Corrosion, which occurs at preferred sites on a metal surface, may be described as selective corrosion. As metals are rarely uniform in composition or structure and contain grain boundaries as a result of solute segregation during solidification, spatial separation of anodic and cathodic sites may readily occur. Typical examples of selective corrosion include (i) intergranular corrosion and (ii) selective leaching or demetallification.

Intergranular corrosion is caused primarily by a difference in the chemical activity between the atoms within the grain boundary region and the alloy-metal matrix. The concentration of impurities at the grain boundaries and enrichment/depletion of alloying elements in the grain boundary area therefore influence intergranular corrosion. Heat treatment processes that cause preferential migration of elements within the material can result in sensitization of the microstructure, for example, 304 stainless steel with carbon contents above 0.05%, heated in the temperature range 500-800°C suffer chromium carbide precipitation at the grain boundaries. Sensitization may be prevented by quenching quickly through the critical temperature range, using very low carbon content steels (<0.05%) or adding carbide stabilizers such as Ti or Nb (<1%).

Exfoliation of Al alloys is another example of selective grain boundary corrosion being especially dramatic in alloys where there is a strong rolled texture, that is, in wrought alloys, which do not recrystallize during heat treatment. Elongated pancake-shaped grains are susceptible as corrosion attack occurs along paths parallel to the working direction. The corrosion products formed have a volume greater than the original material, causing swelling and eventual mechanical separation of individual layers. Alloys that are susceptible to exfoliation, include, Al-Cu, Al-Zn-Mg, and Al-Mg. However, exfoliation is not encountered in alloys having an equiaxed grain structure.

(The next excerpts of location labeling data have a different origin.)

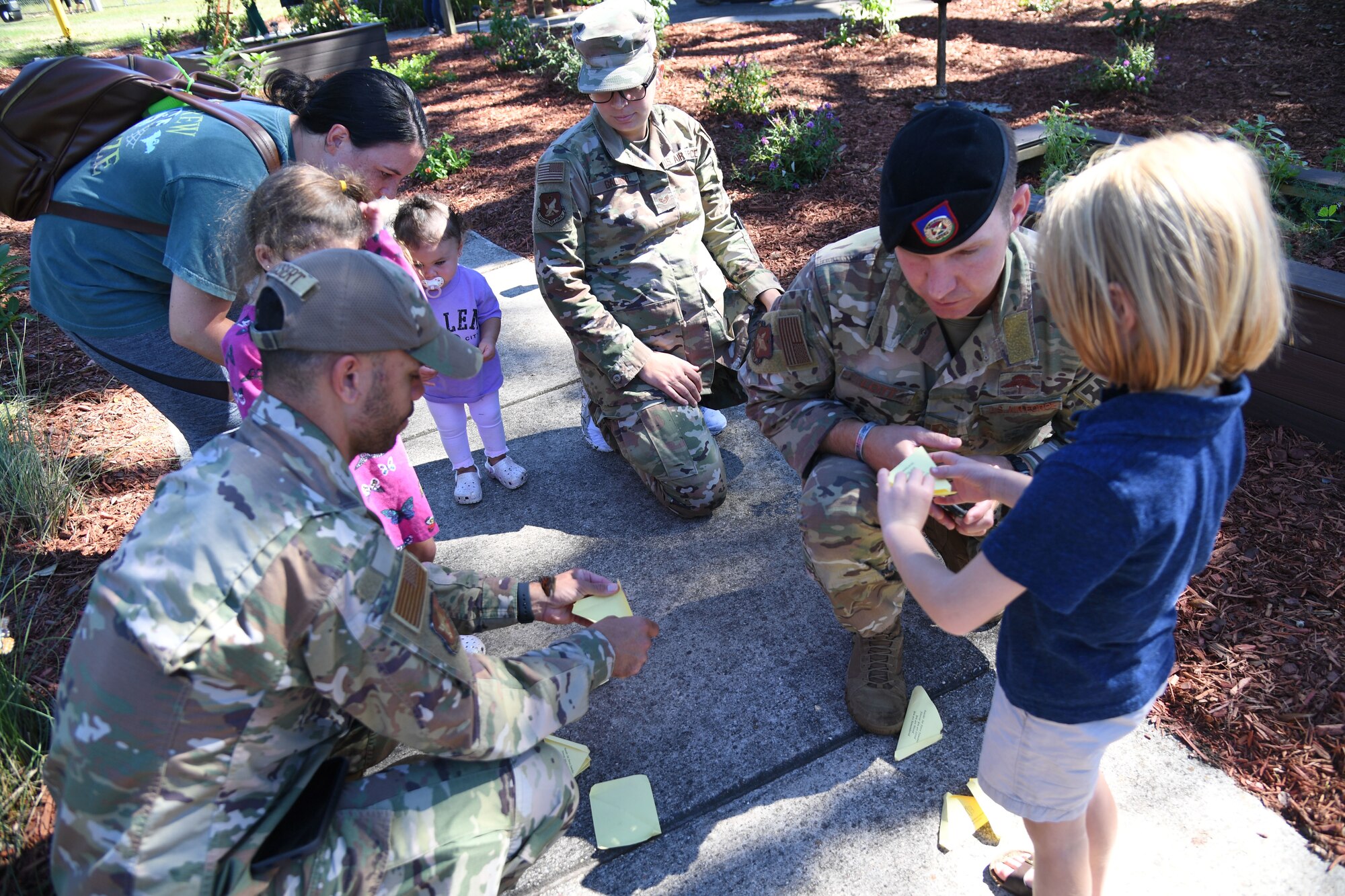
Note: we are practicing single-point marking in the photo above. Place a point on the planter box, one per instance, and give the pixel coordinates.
(315, 56)
(1304, 386)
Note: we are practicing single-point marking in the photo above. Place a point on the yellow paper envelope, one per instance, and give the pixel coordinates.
(576, 754)
(595, 608)
(922, 460)
(997, 814)
(623, 811)
(922, 727)
(954, 822)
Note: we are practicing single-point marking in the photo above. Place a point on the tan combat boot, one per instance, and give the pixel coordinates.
(875, 684)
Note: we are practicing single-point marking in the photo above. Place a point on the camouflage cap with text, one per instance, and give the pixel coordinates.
(349, 300)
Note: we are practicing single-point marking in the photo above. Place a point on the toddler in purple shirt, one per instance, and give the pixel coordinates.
(432, 235)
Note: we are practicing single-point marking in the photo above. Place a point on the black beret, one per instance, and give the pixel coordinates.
(942, 178)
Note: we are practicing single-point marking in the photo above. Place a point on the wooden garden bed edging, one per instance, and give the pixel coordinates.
(1304, 386)
(315, 56)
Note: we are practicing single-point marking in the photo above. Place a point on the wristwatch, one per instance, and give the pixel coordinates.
(525, 603)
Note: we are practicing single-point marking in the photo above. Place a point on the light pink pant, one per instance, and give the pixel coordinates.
(451, 420)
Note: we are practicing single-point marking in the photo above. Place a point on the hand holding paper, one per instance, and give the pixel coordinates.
(921, 459)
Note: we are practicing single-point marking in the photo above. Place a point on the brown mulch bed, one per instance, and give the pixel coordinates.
(1258, 688)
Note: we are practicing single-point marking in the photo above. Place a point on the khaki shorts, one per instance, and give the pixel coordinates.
(1046, 771)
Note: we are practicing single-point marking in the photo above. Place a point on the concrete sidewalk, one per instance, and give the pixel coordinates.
(763, 782)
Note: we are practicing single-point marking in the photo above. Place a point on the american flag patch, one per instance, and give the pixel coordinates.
(551, 173)
(789, 329)
(410, 602)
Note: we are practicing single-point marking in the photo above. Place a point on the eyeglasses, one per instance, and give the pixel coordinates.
(634, 95)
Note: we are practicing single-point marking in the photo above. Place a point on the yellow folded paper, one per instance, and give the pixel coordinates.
(922, 460)
(922, 725)
(576, 755)
(623, 811)
(995, 813)
(954, 822)
(595, 608)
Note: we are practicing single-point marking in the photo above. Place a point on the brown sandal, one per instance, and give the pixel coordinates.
(1013, 883)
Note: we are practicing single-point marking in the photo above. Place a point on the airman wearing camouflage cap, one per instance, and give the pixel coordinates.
(634, 241)
(927, 330)
(258, 643)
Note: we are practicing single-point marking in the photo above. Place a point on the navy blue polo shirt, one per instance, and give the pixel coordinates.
(1106, 540)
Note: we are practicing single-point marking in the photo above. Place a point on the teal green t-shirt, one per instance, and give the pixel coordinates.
(180, 167)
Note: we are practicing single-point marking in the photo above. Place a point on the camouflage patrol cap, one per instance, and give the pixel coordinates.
(942, 179)
(348, 300)
(617, 41)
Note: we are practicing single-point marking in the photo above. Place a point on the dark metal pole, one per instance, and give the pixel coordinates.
(941, 92)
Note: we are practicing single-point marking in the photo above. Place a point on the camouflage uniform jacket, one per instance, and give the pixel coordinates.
(633, 248)
(852, 341)
(254, 612)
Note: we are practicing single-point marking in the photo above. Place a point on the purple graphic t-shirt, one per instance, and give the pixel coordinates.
(387, 482)
(462, 306)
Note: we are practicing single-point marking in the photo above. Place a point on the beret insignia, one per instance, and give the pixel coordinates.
(937, 227)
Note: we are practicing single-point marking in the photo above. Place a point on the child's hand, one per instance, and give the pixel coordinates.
(905, 501)
(379, 213)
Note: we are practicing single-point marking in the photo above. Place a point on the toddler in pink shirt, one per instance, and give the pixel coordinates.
(298, 210)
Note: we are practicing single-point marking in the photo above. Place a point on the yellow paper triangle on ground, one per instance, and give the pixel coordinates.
(961, 819)
(576, 755)
(623, 811)
(922, 460)
(996, 814)
(922, 727)
(597, 608)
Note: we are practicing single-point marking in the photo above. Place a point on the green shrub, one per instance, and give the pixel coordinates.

Dezincification of brasses is a well-known example of selective corrosion. The area around a dezincified zone is mechanically weak and porous and therefore lowers the mechanical properties of the alloy. Susceptibility of the 70Cu/30Zn alloy may be decreased by the addition of 0.05% As (arsenic). Graphitization of cast-iron is another example of selective corrosion, gray cast-iron being most susceptible. In this case graphite flakes are more noble than the other phases in the alloy and act as cathode sites with the matrix acting as the anode. The addition of Ni (13-36%) gives rise to an austenitic matrix and improved resistance to corrosion. White cast-iron contains no graphite and therefore is not susceptible. In the case of spheroidal cast-iron the graphite particles are found as discrete spheroids and not interlinked as in the case graphitic cast-iron; therefore this type of cast-iron does not suffer from graphitization.